Renbago commented Jul 3, 2024

Required Info:
Tested on SAHA-ROBOTIK Speedy

  • Operating System:
    Ubuntu 20.04
  • Installation type:
    Source
  • ROS Version
    Ros2 Humble
  • Version or commit hash:
    Latest Humble Branch
  • Laser unit:
    RPlidar s2

Problem description

With large amount(the total amount of edges and nodes in current graph is 2190) with pose_graph data the

msg.header.stamp = scan_timestamp + transform_timeout_;
time difference between time.now and the last data coming from scan_timestamp increases (6-8 seconds) while publishing the info. It's synchronized with time.now when reached goal or pose.
The LOG:

[INFO] [1719387024.208723337] [SR64S1.global_costmap.global_costmap]: Message Filter dropping message: frame 'main_lidar_link' at time 1719387023.839 for reason 'the timestamp on the message is earlier than all the data in the transform cache'
[INFO] [1719387024.227065683] [SR64S1.global_costmap.global_costmap]: Message Filter dropping message: frame 'obstacle_lidar_link' at time 1719387023.926 for reason 'the timestamp on the message is earlier than all the data in the transform cache'
[INFO] [1719387024.272666888] [SR64S1.global_costmap.global_costmap]: Message Filter dropping message: frame 'base_link' at time 1719387023.802 for reason 'the timestamp on the message is earlier than all the data in the transform cache' 
[ERROR] [1720007812.847318626] [transformPoseInTargetFrame]: Extrapolation Error looking up target frame: Lookup would require extrapolation into the past.  Requested time 1720007802.415600 but the earliest data is at time 1720007802.817890, when looking up transform from frame [base_footprint] to frame [map]

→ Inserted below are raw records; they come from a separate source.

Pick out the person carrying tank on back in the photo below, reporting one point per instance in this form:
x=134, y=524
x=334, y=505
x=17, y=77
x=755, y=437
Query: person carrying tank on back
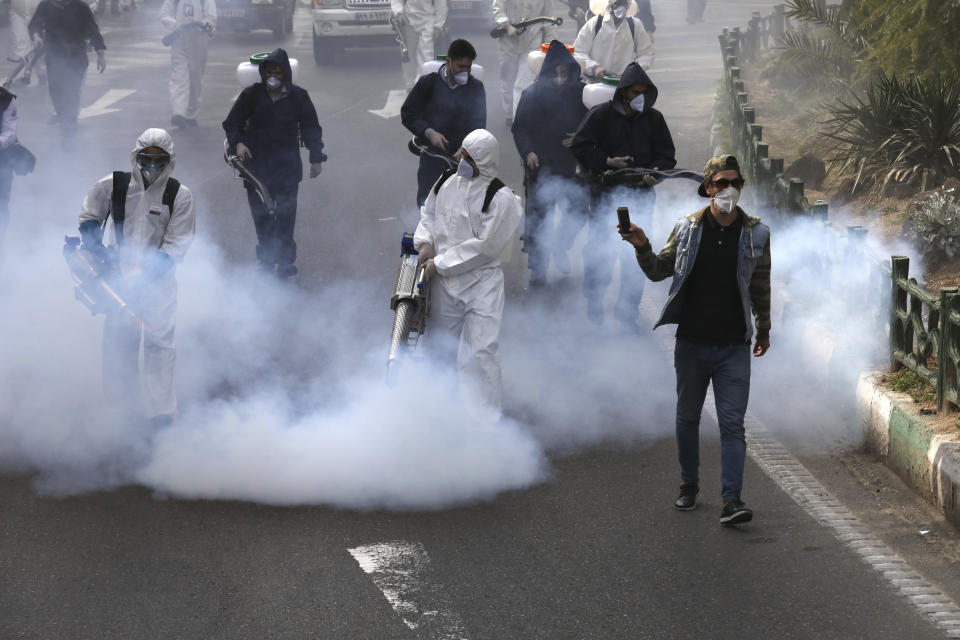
x=626, y=132
x=611, y=41
x=151, y=225
x=266, y=126
x=515, y=76
x=469, y=218
x=549, y=112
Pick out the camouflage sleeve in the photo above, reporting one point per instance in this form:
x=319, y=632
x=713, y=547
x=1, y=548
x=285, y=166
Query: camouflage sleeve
x=760, y=294
x=659, y=266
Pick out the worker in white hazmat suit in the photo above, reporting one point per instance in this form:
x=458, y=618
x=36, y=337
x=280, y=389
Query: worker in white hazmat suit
x=515, y=74
x=191, y=23
x=469, y=218
x=611, y=41
x=150, y=224
x=422, y=23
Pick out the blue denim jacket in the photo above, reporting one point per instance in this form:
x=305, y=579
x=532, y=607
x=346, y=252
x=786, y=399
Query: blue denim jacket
x=680, y=253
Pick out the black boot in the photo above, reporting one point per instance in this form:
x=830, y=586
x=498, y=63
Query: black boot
x=688, y=497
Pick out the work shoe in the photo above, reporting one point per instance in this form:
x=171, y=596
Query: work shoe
x=688, y=497
x=734, y=512
x=286, y=270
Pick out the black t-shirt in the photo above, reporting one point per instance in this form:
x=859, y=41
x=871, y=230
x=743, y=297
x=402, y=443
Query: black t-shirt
x=712, y=311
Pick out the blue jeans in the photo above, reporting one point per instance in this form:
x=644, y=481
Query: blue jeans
x=728, y=367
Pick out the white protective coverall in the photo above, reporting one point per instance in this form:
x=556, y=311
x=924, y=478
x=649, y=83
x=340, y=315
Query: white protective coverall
x=613, y=48
x=467, y=295
x=188, y=51
x=423, y=19
x=149, y=228
x=515, y=73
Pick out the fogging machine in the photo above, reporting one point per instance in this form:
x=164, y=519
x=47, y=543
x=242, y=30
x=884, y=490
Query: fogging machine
x=421, y=147
x=92, y=275
x=410, y=303
x=499, y=31
x=259, y=188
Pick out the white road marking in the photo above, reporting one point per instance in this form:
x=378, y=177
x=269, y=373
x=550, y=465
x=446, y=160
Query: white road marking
x=103, y=104
x=392, y=108
x=401, y=570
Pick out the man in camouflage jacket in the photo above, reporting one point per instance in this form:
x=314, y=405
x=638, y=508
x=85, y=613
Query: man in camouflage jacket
x=719, y=258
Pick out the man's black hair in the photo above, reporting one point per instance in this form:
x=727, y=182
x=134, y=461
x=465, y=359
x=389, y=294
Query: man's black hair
x=460, y=49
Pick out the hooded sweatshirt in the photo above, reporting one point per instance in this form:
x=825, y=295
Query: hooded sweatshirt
x=547, y=113
x=273, y=129
x=608, y=132
x=453, y=111
x=464, y=237
x=66, y=29
x=149, y=226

After ERROR robot stops, then matching pose_graph with blue link and robot creating path again.
By using same map with less pose_graph, I get less INFO and ERROR,(if its per seconds with less maps like 10 sec)

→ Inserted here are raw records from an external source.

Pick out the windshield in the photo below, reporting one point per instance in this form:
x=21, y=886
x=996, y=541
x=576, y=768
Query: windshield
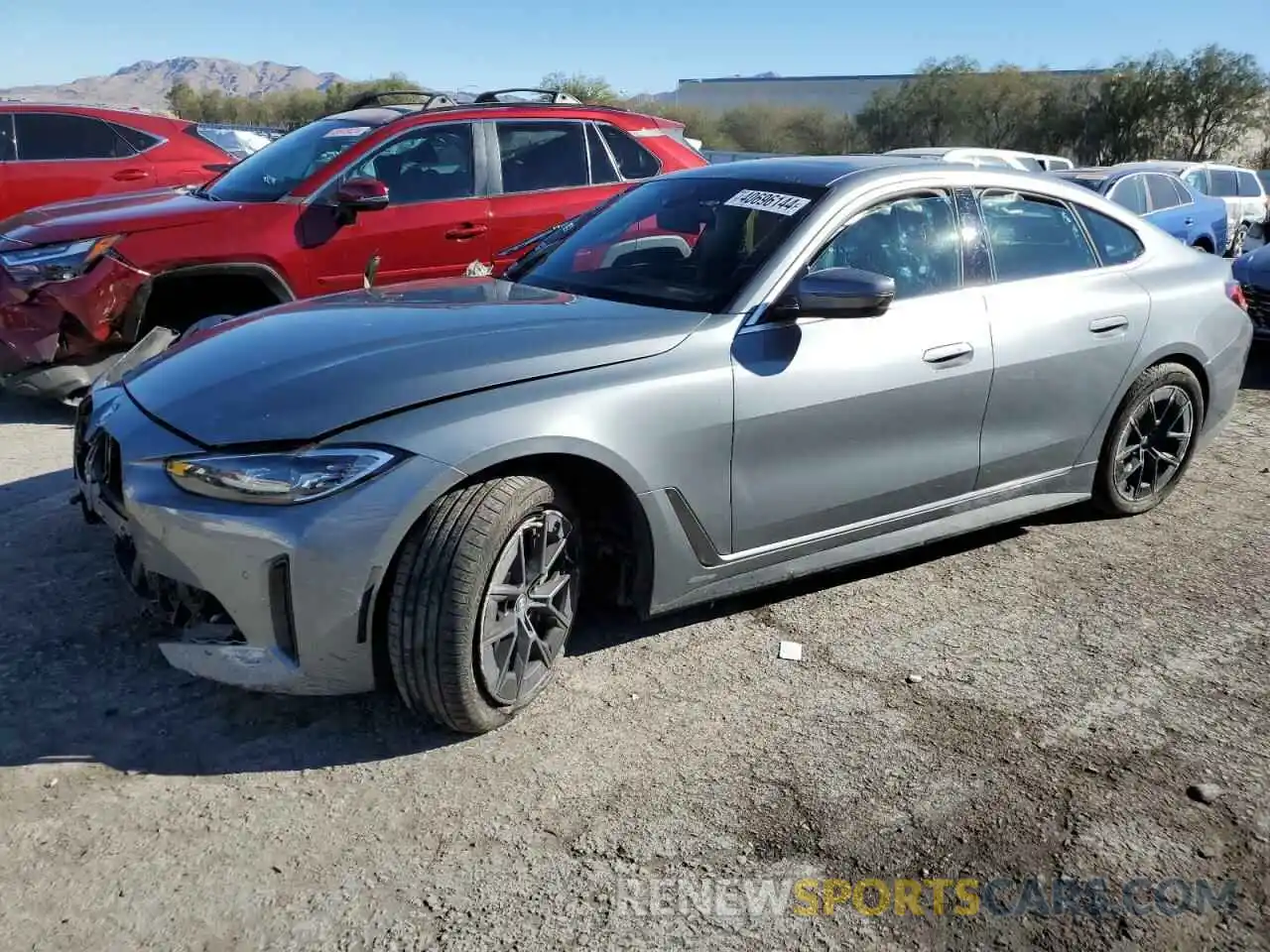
x=676, y=243
x=271, y=173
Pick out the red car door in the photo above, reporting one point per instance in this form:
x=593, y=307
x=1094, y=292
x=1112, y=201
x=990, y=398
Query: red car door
x=547, y=171
x=63, y=157
x=436, y=225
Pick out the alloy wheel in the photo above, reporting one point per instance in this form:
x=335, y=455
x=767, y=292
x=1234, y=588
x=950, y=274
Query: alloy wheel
x=529, y=607
x=1153, y=445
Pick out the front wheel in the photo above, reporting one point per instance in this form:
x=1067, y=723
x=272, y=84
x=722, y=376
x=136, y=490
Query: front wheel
x=1151, y=440
x=483, y=602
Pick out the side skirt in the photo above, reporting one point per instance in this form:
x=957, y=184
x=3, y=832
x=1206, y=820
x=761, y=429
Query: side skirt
x=711, y=575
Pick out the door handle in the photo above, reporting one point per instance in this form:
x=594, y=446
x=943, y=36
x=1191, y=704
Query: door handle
x=465, y=231
x=949, y=352
x=1101, y=325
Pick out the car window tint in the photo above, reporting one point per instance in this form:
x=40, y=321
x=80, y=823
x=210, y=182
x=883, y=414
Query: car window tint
x=1222, y=182
x=1198, y=180
x=1162, y=194
x=543, y=155
x=7, y=149
x=137, y=140
x=634, y=162
x=1248, y=184
x=1033, y=238
x=431, y=164
x=48, y=137
x=913, y=240
x=602, y=171
x=1130, y=193
x=1116, y=243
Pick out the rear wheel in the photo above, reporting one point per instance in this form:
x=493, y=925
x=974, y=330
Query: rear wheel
x=1150, y=444
x=483, y=602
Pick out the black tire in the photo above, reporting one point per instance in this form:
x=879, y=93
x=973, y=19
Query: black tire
x=1107, y=495
x=439, y=595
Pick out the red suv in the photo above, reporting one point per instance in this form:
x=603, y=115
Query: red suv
x=431, y=189
x=62, y=153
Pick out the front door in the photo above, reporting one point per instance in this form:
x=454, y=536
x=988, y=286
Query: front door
x=1066, y=324
x=436, y=225
x=843, y=420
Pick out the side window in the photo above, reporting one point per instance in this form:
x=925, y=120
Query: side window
x=8, y=153
x=1248, y=184
x=1162, y=194
x=1116, y=244
x=1130, y=193
x=634, y=162
x=431, y=164
x=1198, y=180
x=915, y=240
x=543, y=155
x=602, y=171
x=137, y=140
x=49, y=137
x=1033, y=238
x=1223, y=182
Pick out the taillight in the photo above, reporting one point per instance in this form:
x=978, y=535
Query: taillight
x=1236, y=294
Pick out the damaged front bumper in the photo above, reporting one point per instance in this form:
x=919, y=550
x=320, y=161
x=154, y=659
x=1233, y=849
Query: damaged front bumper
x=55, y=338
x=266, y=598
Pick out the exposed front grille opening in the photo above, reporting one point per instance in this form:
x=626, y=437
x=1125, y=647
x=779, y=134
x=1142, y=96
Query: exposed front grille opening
x=195, y=612
x=281, y=607
x=1259, y=306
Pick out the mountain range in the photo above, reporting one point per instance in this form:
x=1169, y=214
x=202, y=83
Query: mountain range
x=145, y=84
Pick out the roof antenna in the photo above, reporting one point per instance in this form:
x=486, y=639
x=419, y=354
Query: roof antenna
x=372, y=268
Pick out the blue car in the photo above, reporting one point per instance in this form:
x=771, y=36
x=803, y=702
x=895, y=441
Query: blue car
x=1252, y=272
x=1162, y=199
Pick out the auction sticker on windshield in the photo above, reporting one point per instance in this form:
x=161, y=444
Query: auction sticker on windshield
x=769, y=202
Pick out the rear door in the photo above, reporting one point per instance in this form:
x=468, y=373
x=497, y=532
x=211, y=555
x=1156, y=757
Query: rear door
x=1066, y=322
x=63, y=157
x=437, y=221
x=541, y=173
x=1166, y=208
x=8, y=168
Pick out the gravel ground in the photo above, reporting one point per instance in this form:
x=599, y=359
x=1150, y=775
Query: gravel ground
x=1033, y=701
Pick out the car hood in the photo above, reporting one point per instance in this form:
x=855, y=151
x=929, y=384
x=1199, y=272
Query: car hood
x=109, y=214
x=308, y=368
x=1254, y=268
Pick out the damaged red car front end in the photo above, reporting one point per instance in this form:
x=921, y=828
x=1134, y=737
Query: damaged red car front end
x=59, y=322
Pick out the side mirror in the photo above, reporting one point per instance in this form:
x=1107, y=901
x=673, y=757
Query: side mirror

From past issues i found this merge: #377 , also after searched ros.org I found the same issue: https://answers.ros.org/question/393581/for-nav2-lidar-timestamp-on-the-message-is-earlier-than-all-the-data-in-the-transform-cache/

His comment:

ok, this issue and my [other one] 
([https://answers.ros.org/question/395470/slam_toolbox-map-odom-transform-stuck-at-time-0200/)]) are somehow linked. 
Under Galactic, the slam_toolbox timestamps the TF map-odom with the timestamp of the last 
laserscan + transform_timeout offset ([see here](1.).
Under Foxy, it was timestamped with now() + transform_timeout offset ([see here](2.)).

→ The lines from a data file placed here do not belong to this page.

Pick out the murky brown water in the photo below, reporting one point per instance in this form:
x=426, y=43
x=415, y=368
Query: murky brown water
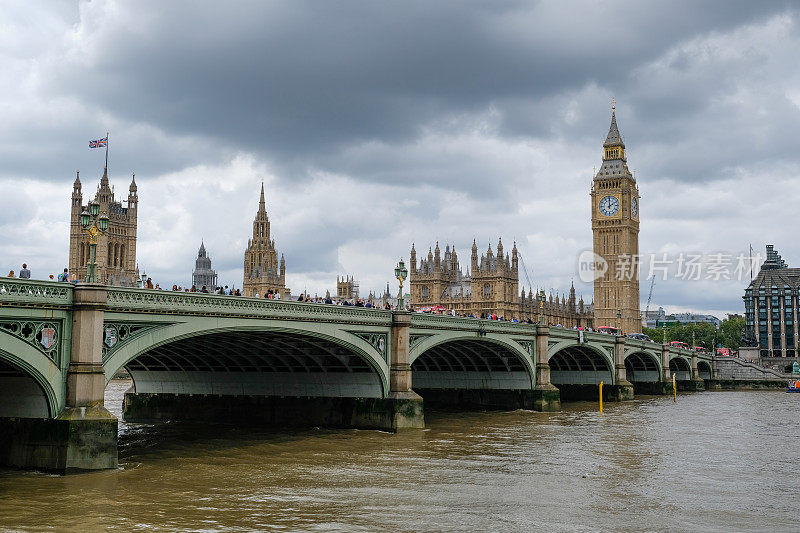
x=714, y=462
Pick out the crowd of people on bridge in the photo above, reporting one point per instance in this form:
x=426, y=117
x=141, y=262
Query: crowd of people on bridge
x=368, y=303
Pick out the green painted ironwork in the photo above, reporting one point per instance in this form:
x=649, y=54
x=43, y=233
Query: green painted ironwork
x=27, y=293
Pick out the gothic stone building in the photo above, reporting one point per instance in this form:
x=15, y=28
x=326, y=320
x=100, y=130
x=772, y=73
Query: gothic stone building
x=262, y=271
x=116, y=249
x=490, y=287
x=203, y=276
x=346, y=287
x=615, y=228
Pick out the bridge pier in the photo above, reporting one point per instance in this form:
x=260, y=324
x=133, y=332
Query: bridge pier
x=664, y=384
x=405, y=404
x=83, y=436
x=545, y=395
x=697, y=383
x=621, y=389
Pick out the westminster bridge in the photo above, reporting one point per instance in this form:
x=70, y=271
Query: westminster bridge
x=212, y=357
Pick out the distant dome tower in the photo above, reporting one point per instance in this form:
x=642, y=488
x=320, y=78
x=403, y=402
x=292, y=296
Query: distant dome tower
x=203, y=275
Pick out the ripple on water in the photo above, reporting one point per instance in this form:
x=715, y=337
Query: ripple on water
x=713, y=461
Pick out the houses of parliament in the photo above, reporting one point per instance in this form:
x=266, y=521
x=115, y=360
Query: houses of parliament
x=489, y=287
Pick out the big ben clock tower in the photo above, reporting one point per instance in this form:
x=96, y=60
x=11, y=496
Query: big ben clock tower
x=615, y=227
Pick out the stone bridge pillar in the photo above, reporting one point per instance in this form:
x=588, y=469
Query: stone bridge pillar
x=666, y=374
x=405, y=404
x=86, y=380
x=546, y=397
x=697, y=381
x=84, y=435
x=93, y=430
x=622, y=389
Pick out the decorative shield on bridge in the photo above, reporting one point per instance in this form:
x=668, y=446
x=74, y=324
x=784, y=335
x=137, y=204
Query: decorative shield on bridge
x=110, y=337
x=48, y=337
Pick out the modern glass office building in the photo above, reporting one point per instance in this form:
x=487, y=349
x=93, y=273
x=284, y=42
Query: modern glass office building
x=770, y=304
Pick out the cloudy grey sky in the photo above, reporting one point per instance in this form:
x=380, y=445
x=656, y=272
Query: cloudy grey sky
x=375, y=124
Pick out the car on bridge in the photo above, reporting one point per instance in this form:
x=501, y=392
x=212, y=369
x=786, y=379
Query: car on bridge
x=679, y=344
x=640, y=337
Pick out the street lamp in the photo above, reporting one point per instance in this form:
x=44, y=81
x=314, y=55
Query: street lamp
x=401, y=273
x=540, y=297
x=95, y=226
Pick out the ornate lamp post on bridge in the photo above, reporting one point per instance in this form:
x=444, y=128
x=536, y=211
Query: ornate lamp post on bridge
x=540, y=297
x=95, y=226
x=401, y=273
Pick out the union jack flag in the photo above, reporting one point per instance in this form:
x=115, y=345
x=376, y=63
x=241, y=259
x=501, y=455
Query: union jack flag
x=99, y=143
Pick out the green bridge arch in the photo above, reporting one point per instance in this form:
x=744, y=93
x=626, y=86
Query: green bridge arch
x=575, y=363
x=169, y=332
x=35, y=366
x=485, y=353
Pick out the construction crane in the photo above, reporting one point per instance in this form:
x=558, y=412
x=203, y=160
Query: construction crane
x=649, y=297
x=525, y=269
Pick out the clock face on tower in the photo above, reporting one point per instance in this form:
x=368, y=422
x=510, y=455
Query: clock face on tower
x=609, y=206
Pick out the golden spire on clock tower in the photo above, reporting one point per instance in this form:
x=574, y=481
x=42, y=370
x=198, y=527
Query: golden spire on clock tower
x=615, y=228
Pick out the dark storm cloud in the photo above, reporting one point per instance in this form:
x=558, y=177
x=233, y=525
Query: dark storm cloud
x=299, y=81
x=378, y=124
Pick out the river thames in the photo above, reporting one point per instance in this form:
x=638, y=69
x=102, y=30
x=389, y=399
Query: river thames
x=720, y=461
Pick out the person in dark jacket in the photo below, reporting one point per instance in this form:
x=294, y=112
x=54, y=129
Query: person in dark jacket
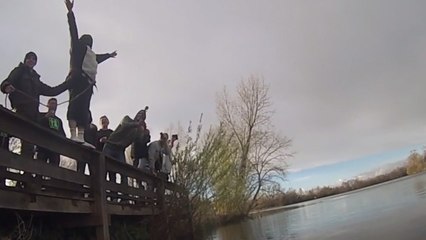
x=125, y=134
x=54, y=123
x=103, y=133
x=82, y=77
x=139, y=151
x=24, y=88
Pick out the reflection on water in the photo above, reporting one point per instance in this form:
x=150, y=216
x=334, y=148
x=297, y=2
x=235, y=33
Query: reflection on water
x=393, y=210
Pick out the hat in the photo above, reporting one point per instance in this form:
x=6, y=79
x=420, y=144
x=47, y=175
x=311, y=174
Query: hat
x=29, y=54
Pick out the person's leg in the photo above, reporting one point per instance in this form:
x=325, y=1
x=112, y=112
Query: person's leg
x=73, y=129
x=54, y=159
x=30, y=113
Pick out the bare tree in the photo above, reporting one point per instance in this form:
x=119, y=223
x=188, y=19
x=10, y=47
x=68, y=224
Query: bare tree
x=261, y=150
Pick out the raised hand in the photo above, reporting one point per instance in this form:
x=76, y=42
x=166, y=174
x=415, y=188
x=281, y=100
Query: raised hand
x=9, y=88
x=113, y=54
x=69, y=5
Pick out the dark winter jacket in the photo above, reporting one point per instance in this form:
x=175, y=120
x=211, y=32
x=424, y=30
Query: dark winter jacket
x=28, y=87
x=78, y=54
x=139, y=147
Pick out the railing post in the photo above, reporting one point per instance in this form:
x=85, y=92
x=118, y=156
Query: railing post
x=99, y=195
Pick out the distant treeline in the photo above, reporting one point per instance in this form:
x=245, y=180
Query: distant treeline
x=415, y=163
x=292, y=196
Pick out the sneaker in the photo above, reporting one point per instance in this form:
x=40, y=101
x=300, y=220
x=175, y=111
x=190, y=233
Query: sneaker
x=77, y=140
x=86, y=144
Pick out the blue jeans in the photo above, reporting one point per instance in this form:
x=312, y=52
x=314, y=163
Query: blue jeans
x=114, y=152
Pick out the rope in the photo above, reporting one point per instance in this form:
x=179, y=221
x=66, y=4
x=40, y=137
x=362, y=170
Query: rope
x=40, y=103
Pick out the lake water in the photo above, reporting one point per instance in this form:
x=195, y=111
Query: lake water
x=394, y=210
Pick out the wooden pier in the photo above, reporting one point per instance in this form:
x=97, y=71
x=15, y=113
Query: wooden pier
x=88, y=197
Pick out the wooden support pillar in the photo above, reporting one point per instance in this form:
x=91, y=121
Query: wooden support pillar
x=98, y=188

I replaced in Galactic the laser timestamp by now(), and my two issues got resolved...
 definitively something to look here.

the links in comment are :

  1. msg.header.stamp = scan_timestamped + transform_timeout_;
  2. msg.header.stamp = this->now() + transform_timeout_;

After changing the
msg.header.stamp = scan_timestamp + transform_timeout_; with msg.header.stamp = this->now() + transform_timeout_;

Not getting INFO and ERROR. But this is not solving the problem, because of the matching blue link robot losing localisation.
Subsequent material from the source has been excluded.